Arateg is one of the leading software development companies in Eastern Europe featured by B2B review and rating firms such as Clutch, GoodFirms, AppFutura, WADLINE, etc. With advanced technologies, we help startups and SMEs address their business-specific challenges.

We began using Python since the company’s foundation in 2014. Our software engineers employ this programming language in various projects associated with artificial intelligence, data science, data analytics, information security, and web development.

Python allows us to improve time-to-market as it has high speed and provides nearly 250,000 functionality packages. In this case study, I will describe how our team used Python to build a complex online pharmacy marketplace for a large medical organization.

Resolving technical challenges with Python

A healthcare company aimed to launch a web medicine ordering application that would connect pharmacy chains with users who want to buy drugs at the most reasonable prices. The organization wanted to build rich functionality, including information search, catalog, user accounts, analytics, real-time data visualization, and personalized recommendations.

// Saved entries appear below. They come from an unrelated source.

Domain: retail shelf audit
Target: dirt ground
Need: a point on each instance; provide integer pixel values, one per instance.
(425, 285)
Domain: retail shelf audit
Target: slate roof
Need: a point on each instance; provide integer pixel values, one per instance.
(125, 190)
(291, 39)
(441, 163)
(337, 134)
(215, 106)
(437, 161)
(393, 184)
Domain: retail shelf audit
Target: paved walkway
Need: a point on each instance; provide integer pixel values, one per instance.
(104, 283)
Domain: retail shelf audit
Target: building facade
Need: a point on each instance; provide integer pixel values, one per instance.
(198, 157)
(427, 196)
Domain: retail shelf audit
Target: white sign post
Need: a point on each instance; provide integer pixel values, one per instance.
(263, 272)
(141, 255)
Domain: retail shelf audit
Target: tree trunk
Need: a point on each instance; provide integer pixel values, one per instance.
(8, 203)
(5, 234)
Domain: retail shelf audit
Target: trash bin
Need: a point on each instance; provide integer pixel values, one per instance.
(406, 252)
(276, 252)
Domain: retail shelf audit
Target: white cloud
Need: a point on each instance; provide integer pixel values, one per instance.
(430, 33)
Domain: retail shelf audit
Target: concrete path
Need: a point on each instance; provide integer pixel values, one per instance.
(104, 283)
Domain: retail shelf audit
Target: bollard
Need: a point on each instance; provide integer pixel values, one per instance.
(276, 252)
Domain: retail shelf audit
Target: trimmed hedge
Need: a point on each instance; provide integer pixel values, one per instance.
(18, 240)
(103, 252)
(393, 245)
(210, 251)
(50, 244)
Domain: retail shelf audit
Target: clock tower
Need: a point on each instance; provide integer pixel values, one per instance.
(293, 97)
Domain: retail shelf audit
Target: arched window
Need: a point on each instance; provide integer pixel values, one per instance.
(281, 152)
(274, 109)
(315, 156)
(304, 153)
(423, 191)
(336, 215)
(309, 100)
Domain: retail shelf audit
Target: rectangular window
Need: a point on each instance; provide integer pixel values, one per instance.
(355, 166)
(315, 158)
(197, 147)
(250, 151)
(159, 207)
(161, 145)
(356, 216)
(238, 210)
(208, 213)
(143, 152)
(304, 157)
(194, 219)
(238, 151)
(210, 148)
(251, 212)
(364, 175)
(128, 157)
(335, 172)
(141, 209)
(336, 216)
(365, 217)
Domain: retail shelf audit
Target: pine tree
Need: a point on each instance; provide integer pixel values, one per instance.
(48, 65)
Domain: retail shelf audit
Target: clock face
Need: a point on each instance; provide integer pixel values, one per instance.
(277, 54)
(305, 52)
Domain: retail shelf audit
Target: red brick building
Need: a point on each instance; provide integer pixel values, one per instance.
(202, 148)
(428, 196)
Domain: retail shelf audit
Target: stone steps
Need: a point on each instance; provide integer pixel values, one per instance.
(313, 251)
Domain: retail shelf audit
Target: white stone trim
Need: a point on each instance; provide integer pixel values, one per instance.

However, there were over 1,000 of medicine suppliers, each having its own catalogs. These catalogs often used different names of healthcare goods. In total, there were more than 60,000 names. Therefore, it was important to ensure data unification.

In addition, the system had to generate comprehensive reports on the range and availability of drugs, as well as statistics on sales and user shopping behavior.

To address these issues, our software experts provided data visualization and analytics for each of those vendors with the help of the Python advanced language. With the view of ensuring consistency, our team employed Django—a great Python’s framework for rapid development—to create a unique catalog with unified names of goods and information structure.

Another challenge was to display thousands of medicines in real-time despite large amounts of content and simultaneous data updates. For this purpose, our programmers used Celery, an asynchronous task queue, which is also available in Python. Based on distributed message passing, Celery (https://docs.celeryproject.org/en/stable/getting-started/introduction.html) supports scheduling and real-time operations.

With Python’s libraries in the Python Package Index (PyPI), we enabled personalized product recommendations based on the analysis of user buying habits and geolocation.

Project delivery within tight deadlines

Although the system was intended to have rich functionality, our team had to create an online pharmacy marketplace within 5 months. To reduce time-to-market while ensuring high product quality, we decided to employ Python in conjunction with its tools and packages.

Aiming to improve speed, our software engineers used Django, a framework that contributes to rapid development and clean intuitive design. It is worth noting that Dhango’s slogan is “The web framework for perfectionists with deadlines”.

Coming up with multiple extras, it allows programmers to perform common tasks much easier. Furthermore, Django provides user authentication, content administration, and other features out of the box.

In order to integrate data from different servers with multiple protocols, we used PyPI that contains packages to address various issues, which also helped us deliver the project faster.

Result

Our web application development company built an online pharmacy marketplace that connects about 1,500 drug suppliers with users. With the platform, healthcare organizations can gather user data, track shopping behavior, as well as analyze real-time statistical reports.

Using Python in conjunction with its frameworks and libraries, our team managed to deliver the project within tight deadlines. What’s more, we were able to address technical challenges such as enabling personalized product recommendations and ensuring data unification.